Comment se passe le retour des expatriés

expatriés francophonesOn parle beaucoup des Français quittant le pays pour s’installer à l’étranger, mais on s’intéresse moins à la question du retour de ces expatriés. Un chemin souvent compliqué administrativement, professionnellement mais également psychologiquement. Reportage d’Abdelhak El Idrissi.

Les raisons du départ à l’étranger sont nombreuses : études, travail, vie sentimentale. En 2013, nous nous intéressions déjà à l’envie d’ailleurs des jeunes français. On estime que 2 à 3,5 millions de Français résident à l’étranger.

Pour diverses raisons, les parlementaires se sont également saisis du sujet. En 2000, le sénateur Jean François-Poncet rédigeait un rapport d’information dans lequel il notait un phénomène en accélération. En 2014, l’Assemblée nationale se saisissait du sujet via une commission d’enquête parlementaire sur “la fuite des cerveaux”.
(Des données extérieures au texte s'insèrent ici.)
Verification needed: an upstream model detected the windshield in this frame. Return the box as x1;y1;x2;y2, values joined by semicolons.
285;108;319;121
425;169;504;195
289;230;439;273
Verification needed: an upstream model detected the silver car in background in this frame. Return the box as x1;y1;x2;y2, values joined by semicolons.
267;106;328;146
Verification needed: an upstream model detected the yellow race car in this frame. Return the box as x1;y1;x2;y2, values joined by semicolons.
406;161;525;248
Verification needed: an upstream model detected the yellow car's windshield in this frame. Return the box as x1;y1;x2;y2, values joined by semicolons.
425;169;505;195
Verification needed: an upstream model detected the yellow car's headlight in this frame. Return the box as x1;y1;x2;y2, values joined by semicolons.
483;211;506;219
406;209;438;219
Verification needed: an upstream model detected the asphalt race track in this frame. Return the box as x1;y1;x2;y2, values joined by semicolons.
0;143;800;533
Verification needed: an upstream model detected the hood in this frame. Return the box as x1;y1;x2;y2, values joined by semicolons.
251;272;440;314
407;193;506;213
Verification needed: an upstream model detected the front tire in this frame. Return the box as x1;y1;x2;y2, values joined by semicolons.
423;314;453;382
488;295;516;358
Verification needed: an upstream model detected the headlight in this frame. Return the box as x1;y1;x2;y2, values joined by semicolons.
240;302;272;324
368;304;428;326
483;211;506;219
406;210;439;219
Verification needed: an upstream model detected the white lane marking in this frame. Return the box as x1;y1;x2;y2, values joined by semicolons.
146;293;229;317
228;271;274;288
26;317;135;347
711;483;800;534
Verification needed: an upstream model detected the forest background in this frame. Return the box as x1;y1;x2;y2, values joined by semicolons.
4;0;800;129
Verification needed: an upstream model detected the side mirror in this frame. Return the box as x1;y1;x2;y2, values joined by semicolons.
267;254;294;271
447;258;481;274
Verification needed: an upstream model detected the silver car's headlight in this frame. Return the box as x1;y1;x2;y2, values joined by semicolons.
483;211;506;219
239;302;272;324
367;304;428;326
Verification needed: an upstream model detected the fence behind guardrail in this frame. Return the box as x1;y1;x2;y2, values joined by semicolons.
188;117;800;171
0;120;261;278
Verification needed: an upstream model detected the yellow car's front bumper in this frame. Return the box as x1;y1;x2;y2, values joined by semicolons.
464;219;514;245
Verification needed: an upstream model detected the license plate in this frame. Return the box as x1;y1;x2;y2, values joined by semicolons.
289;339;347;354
Mais quid du retour ? Sait-on combien de Français décident de rentrer ? Quel sont leurs profils, leurs parcours ? Le sujet intéresse beaucoup moins. A tel point que les expatriés sont confrontés à de nombreux obstacles au moment de revenir en France.

Les témoignages autour de “l’impatriation” ont en commun une appréhension du retour et des tracasseries administratives dont l’ampleur augmente avec l’”originalité” administrative de la famille. Ainsi, les couples comptant un parent étranger, et dont les enfants scolarisés ont plusieurs nationalités auront plus de formalités à remplir. Et sans doute plus de problèmes à résoudre.

Anne-Laure Fréant fait partie de ces expatriés rentrés en France. Elle a fait plusieurs longs voyages. D’abord au Québec pour terminer un master commencé à Montpellier, puis une année en Nouvelle-Zélande afin de découvrir le pays, et enfin une nouvelle expatriation pour entamer un doctorat en géographie avant un retour définitif en France en 2014.